LASE 3500/GDS 3110 Engaged Learning in Global/Local Development II | Section 004 (David Edmunds)
This class will support student engagements with enterprises, organizations, departments and movements addressing problems broadly defined as development. We will encourage shared learning and co-designed development activities, and we will do so for groups of students as they prepare for "on site" work, while they are in the midst of their engagements, or are returning to the classroom to analyze what they have learned and done. The class will be run as a series of workshops addressing issues shared by some or all of the various students.  These will be defined in the practicum together, but will likely address, at a minimum: dealing with social and cultural differences, generating knowledge across these differences, dealing with uncertainty in establishing plans and budgets, and building in accountability to those outside the university. Some of the workshops will be held on grounds, others off. We will have mentors from within and outside the university address specific topics, and students and their colleagues will learn from each other's experiences through regular in-class presentations.  The learning "products" will be defined by consensus by those involved in the learning and action, but will include at least one reflective essay by each student.

LASE 3500/MUSI 3070 Musical Ethnography II | Section 005 (Nomi Dave)
Why and how does music matter to human beings? What does musical experience look / sound / feel like to particular people and communities? And how can these stories be told ethically and creatively? This course introduces students to the study of music as a fundamentally social practice, through the research method of ethnography. In music, this approach looks beyond notes and musical structures to think of music as part of everyday human life. Our discussions will address key debates in anthropology and ethnomusicology surrounding the ethics and politics of doing research with and representing the experiences of people and communities. The ethics of listening – to sound and to each other – is at the heart of these discussions. As a class, we will develop a year-long ethnographic project, working collectively and collaboratively with a small number of musicians in Charlottesville. Together with the artists, we will design a project that creatively represents the stories of their musical lives. We will also work with WTJU radio to learn recording and production techniques for creative and ethical story-telling.

LASE 3559 Do Things With Your Liberal Arts Degree | Section 001 (David Flood)
If you plan to work for money, and you'll do it with a liberal arts degree, this is the class for you--whether you want a specific job, have a job already lined up, or have no idea what you're going to do.

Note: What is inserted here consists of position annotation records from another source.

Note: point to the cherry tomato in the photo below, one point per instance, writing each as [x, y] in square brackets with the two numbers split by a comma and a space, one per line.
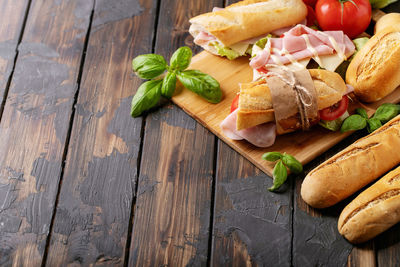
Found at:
[311, 17]
[335, 111]
[235, 103]
[310, 2]
[351, 16]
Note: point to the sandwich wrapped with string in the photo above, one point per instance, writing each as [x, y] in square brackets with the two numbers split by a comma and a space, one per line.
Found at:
[282, 101]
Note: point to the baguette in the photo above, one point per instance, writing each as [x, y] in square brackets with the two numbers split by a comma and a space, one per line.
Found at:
[373, 211]
[374, 72]
[248, 19]
[354, 167]
[255, 104]
[387, 20]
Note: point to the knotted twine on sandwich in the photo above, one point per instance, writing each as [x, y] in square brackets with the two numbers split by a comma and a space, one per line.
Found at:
[294, 98]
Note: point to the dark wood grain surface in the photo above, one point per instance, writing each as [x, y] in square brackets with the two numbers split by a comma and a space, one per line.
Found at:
[82, 183]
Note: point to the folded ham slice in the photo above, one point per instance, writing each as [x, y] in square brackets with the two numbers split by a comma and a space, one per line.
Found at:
[302, 42]
[262, 135]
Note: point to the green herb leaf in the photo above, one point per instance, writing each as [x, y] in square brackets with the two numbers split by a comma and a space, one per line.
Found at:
[180, 60]
[353, 122]
[146, 97]
[386, 112]
[169, 84]
[362, 112]
[149, 66]
[272, 156]
[292, 163]
[373, 124]
[202, 84]
[279, 174]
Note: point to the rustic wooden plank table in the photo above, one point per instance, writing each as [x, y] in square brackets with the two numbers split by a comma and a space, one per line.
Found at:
[82, 183]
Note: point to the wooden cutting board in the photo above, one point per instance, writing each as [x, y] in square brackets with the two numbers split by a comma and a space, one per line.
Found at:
[305, 146]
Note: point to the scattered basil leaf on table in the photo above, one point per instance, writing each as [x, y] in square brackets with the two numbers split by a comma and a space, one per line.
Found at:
[202, 84]
[180, 60]
[383, 114]
[146, 97]
[169, 84]
[284, 162]
[151, 66]
[373, 124]
[362, 112]
[279, 174]
[386, 112]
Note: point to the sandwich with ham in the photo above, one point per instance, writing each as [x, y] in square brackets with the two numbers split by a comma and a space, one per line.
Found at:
[232, 31]
[283, 100]
[296, 47]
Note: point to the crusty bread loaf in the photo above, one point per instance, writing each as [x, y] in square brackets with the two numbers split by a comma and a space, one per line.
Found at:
[255, 104]
[374, 72]
[387, 20]
[250, 18]
[354, 167]
[373, 211]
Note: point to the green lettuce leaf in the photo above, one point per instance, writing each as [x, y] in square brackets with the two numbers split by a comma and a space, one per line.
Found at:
[225, 51]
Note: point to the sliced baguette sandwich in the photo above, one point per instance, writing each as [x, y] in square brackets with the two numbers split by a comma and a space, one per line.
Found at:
[354, 167]
[229, 31]
[374, 211]
[255, 102]
[374, 72]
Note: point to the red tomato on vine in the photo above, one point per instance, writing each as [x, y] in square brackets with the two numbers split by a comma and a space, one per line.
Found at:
[350, 16]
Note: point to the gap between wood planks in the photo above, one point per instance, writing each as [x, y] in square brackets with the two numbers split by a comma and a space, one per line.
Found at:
[139, 158]
[5, 95]
[65, 152]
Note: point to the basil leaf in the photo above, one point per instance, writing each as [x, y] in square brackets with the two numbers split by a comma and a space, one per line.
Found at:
[292, 163]
[279, 174]
[149, 66]
[373, 124]
[146, 97]
[362, 112]
[180, 60]
[202, 84]
[272, 156]
[386, 112]
[169, 84]
[353, 122]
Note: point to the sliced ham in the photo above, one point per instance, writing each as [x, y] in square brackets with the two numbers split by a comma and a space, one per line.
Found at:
[262, 135]
[262, 58]
[302, 42]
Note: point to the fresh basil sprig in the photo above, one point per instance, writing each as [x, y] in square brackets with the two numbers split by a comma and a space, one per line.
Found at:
[146, 97]
[284, 162]
[360, 120]
[151, 66]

We'll range from concrete skills like interviewing, resumes, and how to talk about your existing abilities, to bird's-eye views of what it means to graduate in our current labor market. The class will be organized around three main questions: what must you do? (or in other words, what are the realities of work in contemporary neoliberal capitalism that you'll face?); what can you do? (or, how do you effectively use and describe the skill sets you've gained as a liberal arts student?); and what should you do? (or, how do you find a vocation wherein you support yourself through meaningful, ethical work?).

LASE 3559 The Culture of Work in the Contemporary US | Section 002 (David Flood)
This course has two purposes: the first is to provide a hands-on and pragmatic introduction to 'work' for liberal arts majors. Accordingly, the first half of the course will look at resumes, cover letters, interviewing, and ways of framing and talking about liberal arts skills in the contemporary job market. The second goal of the course is an anthropological consideration of work and life in the contemporary US. Towards this end, we will read works that deal with the particular characteristics of our contemporary economic, political, and cultural moment, and we will consider how they apply to students' lives and career trajectories. We will finally envision ways of reconciling critical academic perspectives with the necessities of making a living in the world as it is.